D. HIPOLITO HERNANDEZ BAREA
MAGISTRADOS: ILTMAS. SRAS.
Dª. INMACULADA MELERO CLAUDIO
Dª. MARIA TERESA SAEZ MARTINEZ
REFERENCIA:
JUZGADO DE PROCEDENCIA: JUZG. Nº 8 DE MARBELLA
ROLLO DE APELACION Nº 216/14
JUICIO Nº 386/12
En la ciudad de Málaga, a dieciséis de septiembre de dos mil dieciséis.
Visto, por la Sección 5ª de esta Audiencia Provincial, integrada por los Magistrados indicados al margen, el recurso de apelación interpuesto contra la sentencia dictada en el Juicio Ordinario nº 386/12 seguido en el Juzgado de referencia.
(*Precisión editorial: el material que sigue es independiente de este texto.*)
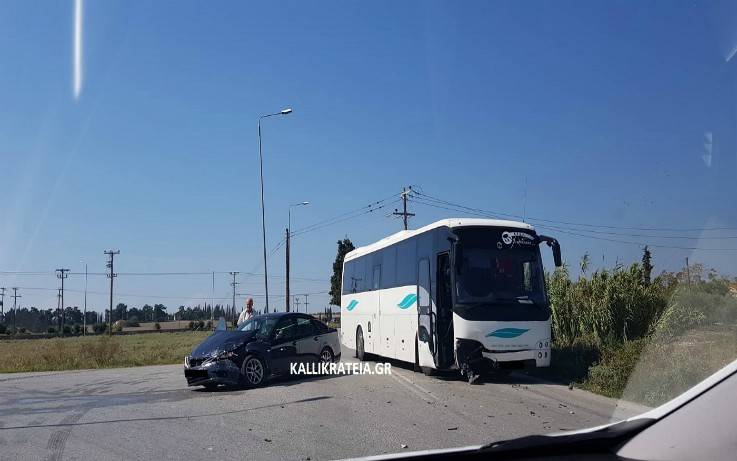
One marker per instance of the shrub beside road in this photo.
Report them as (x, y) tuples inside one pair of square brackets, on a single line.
[(84, 352), (622, 334)]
Interpone el recurso la Procuradora Doña María Luisa Benítez-Donoso García, en nombre y representación de BALTUS COLLECTION, S.L.
Antecedentes
PRIMERO.-El Juzgado de Primera Instancia dictó sentencia el día 8 de enero de 2014, en el juicio antes dicho, cuyo fallo es del tenor literal siguiente: 'Que debo estimar y estimo la demanda reconvencional interpuesta por la entidad Costa 40, S.L., contra la entidad Baltus Collection, S.L., declarando la compensación entre los créditos y condenando a la entidad Baltus Colection, S.L. a abonar a Costa 40, S.L. la cantidad de Euros 103.442,11, Euros en concepto de principal más el interés legal de esta cantidad desde la fecha de la sentencia hasta su completo pago. Todo ello con imposición de costas a la entidad Baltus Collection, S.L.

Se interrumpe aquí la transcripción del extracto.